Di banyak negara yang sedang membangun, birokratlah yang menjadi inisiator dan perencana pembangunan, yang mencari dana dan menjalankan investasi pembangunan, yang menjadi manajemen produksi dan redistribusi outputnya. Singkatnya birokrat adalah aktor yang mahakuasa (omnipoten) (Mohtar Mas’oed, 1999:69).
Konsep birokrasi yang berkembang legal-rasional banyak berkembang di sejumlah negara di dunia adalah birokrasi yang diajarkan Max Weber dengan tiga karakteristik (Taufiq Effendi dalam bukunya,”Reformasi Birokrasi dan Iklim Investasi”, Februari 2013:40-42).
Pertama, hierarki. Organisasi dan administrasi disusun berdasarkan tingkatan yaitu ada yang mengawasi (superordinasi) dan yang diawasi (subordinasi).
Kedua, diferensiasi atau spesialisasi. Pembagian tugas menurut keahlian untuk organisasi besar yang mengelola sumber dsaya yang besar dan kompleks, sangat diperlukan.
Ketiga, kualifikasi atau kompetensi. Pegawai harus memiliki kompetensi atau kualifikasi dalam arti “fit” untuk pekerjaannya sesuai dengan keterampilan atau tingkat pendidikannya.
Namun, menurut Taufiq Effendi di negara-negara maju konsep birokrasi yang dirumuskan Weber sudah ditinggal. Yang dipakai adalah rumusan birokrasi yang dirumuskan Ludwig von Mises.
Menurut Mises (1944) manajemen birokratis dan manajemen demokratis, bertentangan. Manajemen demokratis adalah yang paling baik dalam pemerintahan karena lebih bersifat koordinatif. Atasan tidak memonopoli kebenaran.
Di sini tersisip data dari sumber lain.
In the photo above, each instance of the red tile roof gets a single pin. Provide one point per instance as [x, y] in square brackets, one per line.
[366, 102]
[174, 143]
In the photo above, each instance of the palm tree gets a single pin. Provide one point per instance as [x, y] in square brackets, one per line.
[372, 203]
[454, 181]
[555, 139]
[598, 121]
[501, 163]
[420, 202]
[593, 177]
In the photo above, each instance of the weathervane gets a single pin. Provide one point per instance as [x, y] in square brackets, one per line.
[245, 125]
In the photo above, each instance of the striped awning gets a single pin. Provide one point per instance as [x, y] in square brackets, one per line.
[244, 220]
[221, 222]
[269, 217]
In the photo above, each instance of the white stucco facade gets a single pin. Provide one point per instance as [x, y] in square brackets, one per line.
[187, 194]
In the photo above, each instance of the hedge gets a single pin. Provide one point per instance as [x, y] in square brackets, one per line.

Sedangkan manajemen birokratis sangat salah dan menyesatkan. Ia berpendapat bahwa manajemen birokratis diperlukan dalam kondisi tertentu, misalnya birokrat harus tunduk penuh pada peraturan perundang-undangan. Namun ada konsekwensi yaitu jika birokrat hanya menjalankan aturan birokrat bekerja tanpa ada kreasi kewenangan diskresi.
Pemikiran Mises tersebut kemudian banyak dijadikan dasar penerapan prinsip-prinsip good governance dan konsep learning organization dalam bisnis dan pemerintahan.
Banyak orang tentu sepakat. Konsep birokrasi Max Weber soal hierarki yakni organisasi dan administrasi disusun berdasarkan tingkatan yaitu ada yang mengawasi (superordinasi) dan yang diawasi (subordinasi) yang selalu dipraktikan di Indonesia sejak dulu.
Dalam pelaksanaannya banyak penyimpangan yakni yang namanya atasan atau yang mengawasi tidak bisa dikritik atau merasa tak ada salah. Yang diawasi atau bawahan yang mencoba melakukan kritik atau memberi masukan dia pasti tidak diberi peran seperti sebagai yang terjadi di banyak kementerian dan pemerintahan daerah di Indonesia, terutama di NTT dan Papua serta Papua Barat, yang merupakan tiga provinsi terkebelakang di Indonesia.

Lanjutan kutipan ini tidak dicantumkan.